De verordening kent de gebruikelijke bepaling dat de sancties bij inbreuk «doeltreffend, evenredig en afschrikkend» moeten zijn.12 Voorgesteld wordt het geldende boetemaximum van € 1.000 voor het niet melden van voorvallen door natuurlijke personen te halveren.13
Uit de wetsgeschiedenis blijkt dat het huidige boetemaximum destijds door de regering is verdedigd als «een zo licht mogelijke strafmaat» waarbij rekening werd gehouden met de aard van de overtreding, namelijk het niet voldoen van de plicht tot het melden van voorvallen die weinig ingrijpend zijn.14 Het huidige maximum is dus al relatief laag, ook als het wordt vergeleken met een volgens de toelichting soortgelijke overtreding.15 Hoewel niet elke melding op zichzelf van groot belang is, wijst de Afdeling er op dat naleving van de meldingsplicht een belangrijke rol speelt in de veiligheid van de luchtvaart. In deze context en gelet op de eisen die de verordening aan de boetehoogte stelt, behoeft halvering van de maximale boetehoogte derhalve zorgvuldige motivering.
De toelichting wijst echter in het bijzonder op de relatief grote meldingsbereidheid onder het bestaande regime als reden voor de halvering. De hoogte van boetemaxima hoort niet bepaald te worden door de mate van naleving, maar door de vraag wat nodig en proportioneel is om de ernstigste overtredingen nog adequaat te bestraffen.
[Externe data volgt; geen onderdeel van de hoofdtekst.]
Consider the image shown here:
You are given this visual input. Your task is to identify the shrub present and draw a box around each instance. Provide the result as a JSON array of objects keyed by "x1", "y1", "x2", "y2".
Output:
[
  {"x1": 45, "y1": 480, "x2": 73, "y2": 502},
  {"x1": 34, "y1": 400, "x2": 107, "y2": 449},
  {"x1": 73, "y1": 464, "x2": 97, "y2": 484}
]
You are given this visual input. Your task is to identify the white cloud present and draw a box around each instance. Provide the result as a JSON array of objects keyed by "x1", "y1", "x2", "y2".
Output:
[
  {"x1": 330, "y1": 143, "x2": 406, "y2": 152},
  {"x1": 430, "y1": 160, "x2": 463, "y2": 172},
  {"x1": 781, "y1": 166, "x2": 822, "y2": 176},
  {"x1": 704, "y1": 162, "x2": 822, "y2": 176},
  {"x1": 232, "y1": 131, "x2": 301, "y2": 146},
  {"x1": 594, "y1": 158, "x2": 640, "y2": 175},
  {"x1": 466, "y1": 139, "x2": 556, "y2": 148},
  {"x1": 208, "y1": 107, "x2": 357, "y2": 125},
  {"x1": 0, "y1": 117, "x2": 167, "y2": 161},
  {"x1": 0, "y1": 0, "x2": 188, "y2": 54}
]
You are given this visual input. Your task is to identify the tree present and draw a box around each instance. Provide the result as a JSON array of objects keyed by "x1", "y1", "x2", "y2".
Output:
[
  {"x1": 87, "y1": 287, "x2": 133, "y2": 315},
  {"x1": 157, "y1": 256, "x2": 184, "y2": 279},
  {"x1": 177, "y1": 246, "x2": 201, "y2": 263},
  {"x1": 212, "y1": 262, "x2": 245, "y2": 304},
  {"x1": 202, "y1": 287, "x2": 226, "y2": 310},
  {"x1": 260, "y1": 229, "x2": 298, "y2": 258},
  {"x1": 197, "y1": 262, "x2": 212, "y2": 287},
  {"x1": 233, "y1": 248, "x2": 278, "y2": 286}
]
Ook op andere terreinen – zoals verkeersboetes – is het niet gebruikelijk maxima te verlagen als de naleving verbetert. Daarbij is niet uitgesloten dat het gewenste effect – de hoge meldingsbereidheid – juist het gevolg is van het bestaande boetemaximum. Differentiatie in boetehoogte tussen organisaties en natuurlijke personen kan aangewezen zijn, maar dan ligt verhoging voor organisaties in de rede. Daar is echter gemotiveerd van afgezien.16
De toelichting bevat ten slotte ook geen informatie over de bestaande boetepraktijk zodat ook niet blijkt van knelpunten in de vorm van te hoge boetes of een structureel groot gat tussen de hoogste boetes in de praktijk en het maximum. Gelet hierop acht de Afdeling de voorgestelde halvering van het boetemaximum onvoldoende gemotiveerd.
De Afdeling adviseert de halvering van het maximum nader te motiveren of eventueel van halvering af te zien.
Boetemaximum
Het niet voldoen aan de meldplicht wordt in het wetsvoorstel bestraft met een bestuurlijke boete. In het oorspronkelijk wetsvoorstel is de hoogte van deze boete gehalveerd voor particuliere melders, vanwege de relatief grote meldingsbereidheid die ook onder de voorganger van de verordening gold. De Afdeling merkt echter terecht op dat boetemaxima niet bepaald horen te worden door de mate van naleving. Met het oog hierop is het wetsvoorstel zodanig aangepast dat de maximale boete voor het niet melden voor particulieren is gesteld op € 1.000, hetgeen overeenkomt met de boete die al eerder gold. Aangezien in het wetsvoorstel er voor is gekozen voor organisaties en particulieren verschillende maximale boete bedragen aan te houden is het maximale boete bedrag voor organisaties gesteld op € 2.000.
Met de redactionele opmerkingen van de Raad van State is rekening gehouden.
De Afdeling advisering van de Raad van State geeft U in overweging het voorstel van wet te zenden aan de Tweede Kamer der Staten-Generaal, nadat met het vorenstaande rekening zal zijn gehouden.
De vicepresident van de Raad van State,
J.P.H. Donner
Ik moge U verzoeken het hierbij gevoegde gewijzigde voorstel van wet en de gewijzigde memorie van toelichting aan de Tweede Kamer der Staten-Generaal te zenden.
De Minister van Infrastructuur en Waterstaat, C. van Nieuwenhuizen Wijbenga
– In artikel 7.1 ook voorzien in de aanwijzing van de bevoegde autoriteit, bedoeld in artikel 6, derde lid, van de verordening, en de transponeringstabel hierop aanpassen.
– In verband met toezicht op de naleving van deze verordening de wijziging van artikel I, onder D, ook laten doorwerken in artikel 11.1, tweede lid, van de Wet Luchtvaart.
– Artikel II schrappen nu de algemene maatregel van bestuur tegelijk met de delegatiegrondslag van rechtswege vervalt (aanwijzing 243 van de Aanwijzingen voor de regelgeving).